08 April 2011

Not Of My Doing

As I watered my garden yesterday evening, I was thinking about the life that I desire and how disheartened I can be when I feel like things are not progressing as quickly as they should. My garden isn't marvelous- my peas are struggling to make it after a string of unseasonably hot, dry, windy days with highs in the mid-eighties. My potatoes are popping up, but the strawberry roots I planted never even humored me with a sprout. A neighborhood dog decided to dig in the only spot in the entire garden bed where I had anything planted (a garden fence is going up this weekend!!). Needless to say, there weren't any carrot sprouts either. Miraculously, the two raspberry canes I planted have shot up some sprouts during the last couple of weeks. I was afraid the soil was too compacted and hard. The onions and garlic I planted last fall seem to be doing okay- I even have a few volunteer onions in the yard from where I moved the beds last year. I need to do something about my seedlings- they are starting to get a bit cramped, but I worry that planting them now would leave them vulnerable to the weird weather we've been having. I've only been at this gardening thing for a couple of years- learning many lessons the very hard way- but sometimes (as in last night, for example), I am hard on myself for not doing better. My garden is not self-sustaining and at this rate, it will definitely NOT be our sole source of veggies for the year! But I still wish that it could be. I want my grandiose dreams to be a reality.

A passage from 1 Corinthians hit me like a ton of bricks last night as my husband read our devotional during a late supper of pizza (the funny thing is, I think the devil was trying to stop me from hearing it, because I was suddenly distracted at that same moment and just barely caught the words):

So then neither he who plants is anything, nor he who waters, but God who gives the increase. 1 Corinthians 3:7

I know Paul is speaking of spiritual matters in this passage, but the Bible often uses examples of what is true in nature to demonstrate how God works in our lives also. God gives the increase in my garden, not me. I must trust in HIM to provide, not in my novice gardening skills. God gives the increase in my life and relationships, not me. I must trust in HIM to help me love others (and for others to love me!) with a supernatural love, not in my own beauty or charm (ha!) to hold onto a person's affections. No matter what the situation, it is GOD who is the determining factor. We can do this and that and definitely should try to discern and follow His will for our lives, but ultimately, we must leave the matter in God's hands.

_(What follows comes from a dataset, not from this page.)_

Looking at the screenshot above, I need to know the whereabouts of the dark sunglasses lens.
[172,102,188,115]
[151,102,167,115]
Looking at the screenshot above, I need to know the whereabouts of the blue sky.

Once we release our controlling grip on the issue, God can freely take our problems and wishes and dreams and work them and give them back to us in ways we never could have fathomed in our limited plans. Perhaps one day God will allow me to have a flourishing garden and homestead that is literally flowing with milk and honey, but in the meantime, I am learning to take it slowly and to be thankful for the potatoes and onions even when I'd rather have carrots and peas. And a few strawberries wouldn't hurt either.